Weathering the Storm: Videogames and the Economic Crunch
by Steven Hopper

A look at what the video-game industry may do in the tough years to come.

Even in the face of the current economical crunch, many analysts considered the video-game industry to be untouchable. However, the recent woes of several big name publishers like Sony and Square-Enix (whose shares were revealed to be at a six-year low last week) as well as the closure of several talented development studios seem to indicate otherwise, to say nothing of recent outlets within the video-game journalism field getting the axe as well.

Still, however bleak the situation may be, the video-game industry has outlasted dire economic forecasts before, only to emerge even stronger on the other end. However, while the video-game industry is quite resilient on the whole, what is the ultimate cost and what implications does it have?


Games like Mirror's Edge were creative and original IPs, but performed below expectations commercially.

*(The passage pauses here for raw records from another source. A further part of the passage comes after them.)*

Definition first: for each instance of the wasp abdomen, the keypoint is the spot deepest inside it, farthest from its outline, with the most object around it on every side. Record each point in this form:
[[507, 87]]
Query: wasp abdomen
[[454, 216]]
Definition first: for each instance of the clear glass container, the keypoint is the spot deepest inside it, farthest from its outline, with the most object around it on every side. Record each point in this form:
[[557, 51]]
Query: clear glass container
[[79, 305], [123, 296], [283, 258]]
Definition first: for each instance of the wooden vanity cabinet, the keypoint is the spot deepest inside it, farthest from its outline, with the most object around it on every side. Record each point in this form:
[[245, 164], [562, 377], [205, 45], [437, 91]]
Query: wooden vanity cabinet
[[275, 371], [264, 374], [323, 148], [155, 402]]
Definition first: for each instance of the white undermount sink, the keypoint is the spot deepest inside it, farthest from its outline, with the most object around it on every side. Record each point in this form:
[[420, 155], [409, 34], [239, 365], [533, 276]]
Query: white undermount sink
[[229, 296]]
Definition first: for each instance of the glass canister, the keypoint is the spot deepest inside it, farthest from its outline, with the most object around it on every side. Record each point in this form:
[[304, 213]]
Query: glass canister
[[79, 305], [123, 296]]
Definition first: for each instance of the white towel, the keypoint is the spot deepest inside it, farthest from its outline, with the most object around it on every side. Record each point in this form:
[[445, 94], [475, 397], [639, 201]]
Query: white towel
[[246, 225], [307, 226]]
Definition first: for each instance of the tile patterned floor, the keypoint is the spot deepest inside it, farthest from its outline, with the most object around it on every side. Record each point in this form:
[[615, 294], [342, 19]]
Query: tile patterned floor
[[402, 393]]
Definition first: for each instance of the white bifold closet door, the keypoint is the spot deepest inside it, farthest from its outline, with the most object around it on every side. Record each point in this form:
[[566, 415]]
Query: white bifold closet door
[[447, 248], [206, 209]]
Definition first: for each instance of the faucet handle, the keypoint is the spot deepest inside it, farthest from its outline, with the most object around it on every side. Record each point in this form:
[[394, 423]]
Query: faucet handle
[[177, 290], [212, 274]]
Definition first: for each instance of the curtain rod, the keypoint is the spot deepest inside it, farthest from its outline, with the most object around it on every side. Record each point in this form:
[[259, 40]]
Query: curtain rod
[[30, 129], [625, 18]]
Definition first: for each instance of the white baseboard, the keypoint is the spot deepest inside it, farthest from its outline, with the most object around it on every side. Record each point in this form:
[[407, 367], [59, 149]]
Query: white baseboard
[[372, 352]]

For starters, I think we’ll begin to see more of a shift to the Wii from several different big-name publishers. The Wii is a runaway success that is currently in more homes than the PS3 and Xbox 360 despite being the last one to the market (arriving a year after the Xbox 360).

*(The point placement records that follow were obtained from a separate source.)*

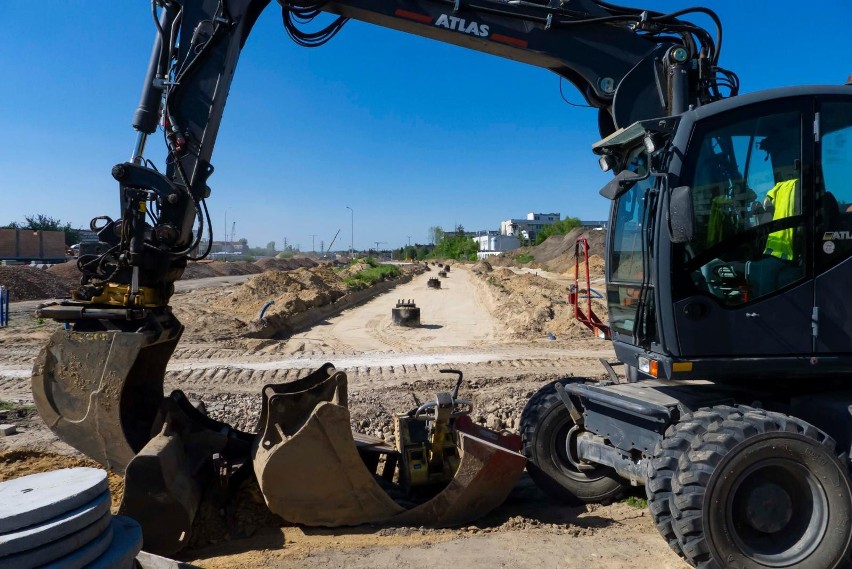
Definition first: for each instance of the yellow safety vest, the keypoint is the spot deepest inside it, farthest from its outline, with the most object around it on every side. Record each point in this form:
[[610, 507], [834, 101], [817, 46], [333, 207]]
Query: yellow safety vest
[[784, 196]]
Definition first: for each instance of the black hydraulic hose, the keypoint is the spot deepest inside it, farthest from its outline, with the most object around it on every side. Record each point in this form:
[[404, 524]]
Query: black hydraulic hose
[[708, 12]]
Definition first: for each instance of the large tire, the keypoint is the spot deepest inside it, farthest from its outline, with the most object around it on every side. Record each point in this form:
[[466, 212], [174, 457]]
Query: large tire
[[545, 423], [762, 489], [663, 466]]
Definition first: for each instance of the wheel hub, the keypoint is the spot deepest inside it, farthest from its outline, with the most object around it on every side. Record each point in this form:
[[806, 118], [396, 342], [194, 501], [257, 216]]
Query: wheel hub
[[769, 507], [782, 512]]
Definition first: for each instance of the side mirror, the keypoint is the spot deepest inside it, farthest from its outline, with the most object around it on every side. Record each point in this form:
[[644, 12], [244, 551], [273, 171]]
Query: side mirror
[[681, 215], [620, 184]]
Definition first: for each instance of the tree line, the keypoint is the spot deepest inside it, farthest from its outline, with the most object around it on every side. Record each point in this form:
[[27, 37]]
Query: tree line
[[40, 222]]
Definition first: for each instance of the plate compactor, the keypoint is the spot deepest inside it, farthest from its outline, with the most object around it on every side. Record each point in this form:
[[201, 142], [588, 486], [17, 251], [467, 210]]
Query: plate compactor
[[311, 467]]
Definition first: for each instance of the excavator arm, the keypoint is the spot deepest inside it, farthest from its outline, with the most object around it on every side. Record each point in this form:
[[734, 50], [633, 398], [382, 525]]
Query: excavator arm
[[98, 383], [630, 64]]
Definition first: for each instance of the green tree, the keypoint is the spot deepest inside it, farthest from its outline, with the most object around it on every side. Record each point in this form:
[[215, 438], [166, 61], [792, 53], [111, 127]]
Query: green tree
[[41, 222], [562, 227]]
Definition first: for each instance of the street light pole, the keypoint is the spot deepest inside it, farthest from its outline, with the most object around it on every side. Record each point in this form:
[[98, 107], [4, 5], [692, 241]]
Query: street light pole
[[351, 231], [225, 234]]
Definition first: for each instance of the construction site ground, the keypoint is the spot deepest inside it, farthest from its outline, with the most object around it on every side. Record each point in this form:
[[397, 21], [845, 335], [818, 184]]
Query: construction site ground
[[510, 331]]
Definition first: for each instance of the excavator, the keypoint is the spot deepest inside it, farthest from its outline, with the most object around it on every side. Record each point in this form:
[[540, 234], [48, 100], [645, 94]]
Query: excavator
[[727, 252]]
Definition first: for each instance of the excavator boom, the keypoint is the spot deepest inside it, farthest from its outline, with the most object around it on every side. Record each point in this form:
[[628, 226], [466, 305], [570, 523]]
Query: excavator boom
[[99, 383]]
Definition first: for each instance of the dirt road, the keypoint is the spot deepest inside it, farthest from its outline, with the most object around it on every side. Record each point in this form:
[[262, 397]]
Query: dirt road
[[388, 367]]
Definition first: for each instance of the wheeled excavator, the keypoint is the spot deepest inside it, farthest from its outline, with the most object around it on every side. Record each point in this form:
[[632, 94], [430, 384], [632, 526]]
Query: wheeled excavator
[[727, 254]]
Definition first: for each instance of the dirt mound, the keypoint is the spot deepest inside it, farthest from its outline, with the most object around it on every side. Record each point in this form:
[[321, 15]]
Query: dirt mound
[[556, 253], [29, 283], [272, 264], [533, 307], [291, 291], [67, 271]]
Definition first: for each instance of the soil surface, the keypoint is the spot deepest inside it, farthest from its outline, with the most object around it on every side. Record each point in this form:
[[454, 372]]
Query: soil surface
[[508, 331]]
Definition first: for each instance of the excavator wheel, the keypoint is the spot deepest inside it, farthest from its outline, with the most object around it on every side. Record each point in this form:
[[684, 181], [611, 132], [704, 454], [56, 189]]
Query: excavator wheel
[[762, 489], [661, 468], [545, 430]]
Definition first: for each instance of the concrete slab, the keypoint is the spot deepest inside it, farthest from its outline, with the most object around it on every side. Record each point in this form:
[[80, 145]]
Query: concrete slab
[[147, 560], [58, 549], [85, 555], [37, 498], [126, 544], [35, 536]]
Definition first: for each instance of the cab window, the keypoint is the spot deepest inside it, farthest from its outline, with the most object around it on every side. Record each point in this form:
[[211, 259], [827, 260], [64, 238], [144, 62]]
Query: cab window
[[748, 198]]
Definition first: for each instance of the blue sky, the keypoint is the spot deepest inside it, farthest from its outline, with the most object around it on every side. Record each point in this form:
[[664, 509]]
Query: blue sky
[[409, 132]]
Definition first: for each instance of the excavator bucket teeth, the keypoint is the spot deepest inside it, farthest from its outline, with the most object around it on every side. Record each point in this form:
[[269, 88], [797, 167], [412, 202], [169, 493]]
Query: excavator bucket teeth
[[305, 458], [164, 483], [100, 391], [311, 472]]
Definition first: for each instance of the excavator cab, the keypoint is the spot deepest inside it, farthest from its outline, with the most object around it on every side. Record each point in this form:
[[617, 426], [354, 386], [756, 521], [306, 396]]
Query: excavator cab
[[728, 258], [729, 223]]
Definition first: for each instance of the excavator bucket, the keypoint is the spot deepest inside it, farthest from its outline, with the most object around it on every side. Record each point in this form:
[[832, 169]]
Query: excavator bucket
[[312, 471], [305, 458], [100, 391]]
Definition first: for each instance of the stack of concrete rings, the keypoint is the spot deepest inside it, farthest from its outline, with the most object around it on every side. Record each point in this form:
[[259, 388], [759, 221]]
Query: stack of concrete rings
[[61, 519]]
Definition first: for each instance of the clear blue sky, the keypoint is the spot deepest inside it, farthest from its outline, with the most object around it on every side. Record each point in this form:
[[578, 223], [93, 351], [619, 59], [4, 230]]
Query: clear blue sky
[[409, 132]]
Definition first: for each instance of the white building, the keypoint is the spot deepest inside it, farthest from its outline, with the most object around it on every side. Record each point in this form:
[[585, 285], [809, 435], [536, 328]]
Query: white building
[[491, 243], [528, 228]]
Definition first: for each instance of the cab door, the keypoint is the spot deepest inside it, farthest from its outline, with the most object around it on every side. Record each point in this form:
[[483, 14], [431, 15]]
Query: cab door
[[744, 285], [833, 243]]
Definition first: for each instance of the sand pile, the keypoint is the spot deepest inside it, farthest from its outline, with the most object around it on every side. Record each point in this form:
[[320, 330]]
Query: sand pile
[[292, 292], [556, 253], [532, 306], [28, 283], [285, 264]]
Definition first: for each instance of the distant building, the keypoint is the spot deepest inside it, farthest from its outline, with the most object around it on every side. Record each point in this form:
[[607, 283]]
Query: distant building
[[492, 243], [528, 229], [223, 249]]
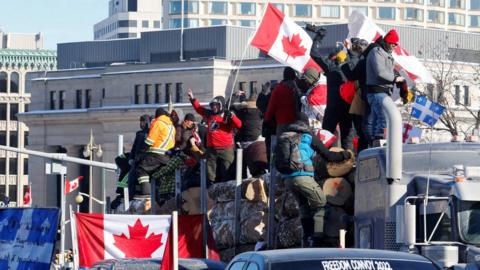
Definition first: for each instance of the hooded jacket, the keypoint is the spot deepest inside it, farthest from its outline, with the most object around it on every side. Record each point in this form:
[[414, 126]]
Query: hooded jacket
[[380, 71], [220, 133], [309, 145]]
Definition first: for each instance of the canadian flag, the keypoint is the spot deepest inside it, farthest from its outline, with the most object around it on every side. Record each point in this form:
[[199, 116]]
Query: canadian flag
[[72, 184], [284, 40], [103, 237], [362, 27]]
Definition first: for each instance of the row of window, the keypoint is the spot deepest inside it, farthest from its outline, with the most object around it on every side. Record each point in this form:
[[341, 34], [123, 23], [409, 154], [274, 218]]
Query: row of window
[[158, 93], [14, 82], [383, 13], [126, 23], [83, 99]]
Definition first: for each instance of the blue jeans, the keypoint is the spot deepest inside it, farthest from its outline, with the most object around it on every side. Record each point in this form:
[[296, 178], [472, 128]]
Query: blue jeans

Additionally, the system is quite cheap to make games for, not requiring nearly the high budgets of its high-def competitors. However, Wii development is not without its caveats. Currently, Nintendo’s first-party efforts are outselling third-party games by a huge margin, largely due to the fact that a sizable chunk of third-party games on the system aren’t terribly great (read: downright shovelware).

Not to say that there aren’t some truly standout third-party games on the Wii, as there are a lot. But it seems that for every unique and compelling third-party title, there are about five weak titles that don’t represent what the system is truly capable of. Hopefully as focus shifts towards the system, publishers will be cognizant of quality and refrain from simply trying to cash-in on the easy-to-develop-for system and create compelling experiences on the level of Nintendo’s first-party titles.

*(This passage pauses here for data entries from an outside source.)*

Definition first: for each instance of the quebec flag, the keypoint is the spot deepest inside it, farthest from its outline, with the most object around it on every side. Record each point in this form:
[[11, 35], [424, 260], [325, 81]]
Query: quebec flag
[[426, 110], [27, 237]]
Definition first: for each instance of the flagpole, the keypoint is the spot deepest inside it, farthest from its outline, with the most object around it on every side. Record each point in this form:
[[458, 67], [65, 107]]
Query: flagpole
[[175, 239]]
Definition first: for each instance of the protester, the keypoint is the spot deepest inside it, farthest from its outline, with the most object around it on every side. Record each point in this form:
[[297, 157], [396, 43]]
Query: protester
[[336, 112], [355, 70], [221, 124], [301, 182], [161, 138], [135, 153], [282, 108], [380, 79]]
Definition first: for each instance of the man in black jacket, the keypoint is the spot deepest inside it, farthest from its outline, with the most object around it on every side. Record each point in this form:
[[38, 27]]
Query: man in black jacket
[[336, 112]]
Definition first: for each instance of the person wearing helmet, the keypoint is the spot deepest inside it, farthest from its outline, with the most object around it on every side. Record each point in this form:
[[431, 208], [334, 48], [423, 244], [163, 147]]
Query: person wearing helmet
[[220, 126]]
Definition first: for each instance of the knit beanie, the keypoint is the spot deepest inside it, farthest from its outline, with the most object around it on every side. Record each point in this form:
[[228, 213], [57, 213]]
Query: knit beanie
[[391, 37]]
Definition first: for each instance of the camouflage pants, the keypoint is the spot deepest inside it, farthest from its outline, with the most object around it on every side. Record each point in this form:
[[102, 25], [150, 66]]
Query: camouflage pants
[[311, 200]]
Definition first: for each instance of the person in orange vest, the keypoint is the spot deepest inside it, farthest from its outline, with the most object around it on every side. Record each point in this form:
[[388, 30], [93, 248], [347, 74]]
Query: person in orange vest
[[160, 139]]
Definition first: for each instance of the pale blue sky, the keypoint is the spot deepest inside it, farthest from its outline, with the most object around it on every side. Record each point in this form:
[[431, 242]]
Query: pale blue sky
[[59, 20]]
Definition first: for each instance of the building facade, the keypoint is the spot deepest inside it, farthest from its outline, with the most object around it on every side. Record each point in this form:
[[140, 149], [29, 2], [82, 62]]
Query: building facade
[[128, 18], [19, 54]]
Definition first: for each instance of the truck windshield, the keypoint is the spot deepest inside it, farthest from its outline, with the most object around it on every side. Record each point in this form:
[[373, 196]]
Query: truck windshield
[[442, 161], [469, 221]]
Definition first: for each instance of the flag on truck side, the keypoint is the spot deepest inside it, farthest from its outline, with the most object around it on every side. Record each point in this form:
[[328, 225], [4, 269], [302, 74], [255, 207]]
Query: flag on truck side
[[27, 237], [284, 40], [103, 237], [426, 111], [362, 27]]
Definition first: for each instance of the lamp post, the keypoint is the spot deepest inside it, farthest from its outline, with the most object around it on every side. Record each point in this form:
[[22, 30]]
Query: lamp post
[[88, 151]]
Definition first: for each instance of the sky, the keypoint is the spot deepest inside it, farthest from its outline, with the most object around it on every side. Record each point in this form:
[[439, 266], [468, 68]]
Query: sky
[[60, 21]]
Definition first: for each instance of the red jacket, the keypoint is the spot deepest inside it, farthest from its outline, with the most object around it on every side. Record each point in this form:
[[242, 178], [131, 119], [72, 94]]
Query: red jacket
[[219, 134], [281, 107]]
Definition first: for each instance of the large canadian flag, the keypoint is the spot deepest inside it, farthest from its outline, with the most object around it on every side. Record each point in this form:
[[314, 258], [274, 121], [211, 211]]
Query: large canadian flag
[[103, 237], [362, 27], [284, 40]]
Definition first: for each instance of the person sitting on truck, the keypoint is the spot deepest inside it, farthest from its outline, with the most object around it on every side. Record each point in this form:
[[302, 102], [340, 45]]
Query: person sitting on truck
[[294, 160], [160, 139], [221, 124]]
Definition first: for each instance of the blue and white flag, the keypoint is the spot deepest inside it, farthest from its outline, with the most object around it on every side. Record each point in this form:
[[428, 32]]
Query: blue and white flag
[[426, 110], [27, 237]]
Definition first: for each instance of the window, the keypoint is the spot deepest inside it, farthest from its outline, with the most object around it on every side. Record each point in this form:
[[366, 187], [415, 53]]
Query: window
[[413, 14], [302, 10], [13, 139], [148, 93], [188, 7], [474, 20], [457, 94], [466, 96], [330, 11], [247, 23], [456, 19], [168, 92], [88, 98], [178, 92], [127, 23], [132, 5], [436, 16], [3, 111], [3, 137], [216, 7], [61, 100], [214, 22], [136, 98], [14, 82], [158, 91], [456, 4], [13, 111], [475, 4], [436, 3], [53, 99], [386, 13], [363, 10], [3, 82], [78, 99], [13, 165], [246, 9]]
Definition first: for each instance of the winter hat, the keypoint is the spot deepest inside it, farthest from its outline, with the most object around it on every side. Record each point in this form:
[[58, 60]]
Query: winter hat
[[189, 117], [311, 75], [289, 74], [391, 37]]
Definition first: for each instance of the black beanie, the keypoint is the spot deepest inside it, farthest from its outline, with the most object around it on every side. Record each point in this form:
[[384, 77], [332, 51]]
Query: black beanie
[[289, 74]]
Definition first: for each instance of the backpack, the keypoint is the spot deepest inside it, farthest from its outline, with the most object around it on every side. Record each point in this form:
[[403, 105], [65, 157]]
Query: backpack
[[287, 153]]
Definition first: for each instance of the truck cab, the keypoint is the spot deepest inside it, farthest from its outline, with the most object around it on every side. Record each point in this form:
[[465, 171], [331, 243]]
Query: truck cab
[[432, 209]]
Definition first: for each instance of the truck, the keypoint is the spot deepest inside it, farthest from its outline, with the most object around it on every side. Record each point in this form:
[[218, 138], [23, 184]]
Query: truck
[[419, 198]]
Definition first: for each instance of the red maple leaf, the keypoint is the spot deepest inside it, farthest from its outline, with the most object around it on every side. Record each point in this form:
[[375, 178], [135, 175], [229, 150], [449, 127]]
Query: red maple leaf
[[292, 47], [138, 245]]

Games like No More Heroes show how third-party development can be done well on the Wii.

Secondly, we’ll be seeing that more publishers will be leery to develop brand-new IPs across systems. Creating a new IP can be a risky and costly endeavor, as established franchises are quite the big business and can generally sell on name alone, while new IPs don’t have such a luxury.

Case in point, EA took some risks last fall, with several brand new multi-million dollar titles. While these games (like Mirror’s Edge and Dead Space) were solid titles, they ultimately didn’t meet sales expectations, leading to financial problems for the big publisher. Meanwhile, several franchise titles, like Gears of War 2 and Guitar Hero World Tour, far outsold any new IP game that launched last fall.

Ultimately, while the situation looks pretty harsh economically and the videogame industry is taking a hit, the industry is bound to whether the storm. However, we can remain hopeful that the overall quality and level of standard stays intact for the entertainment medium that we love.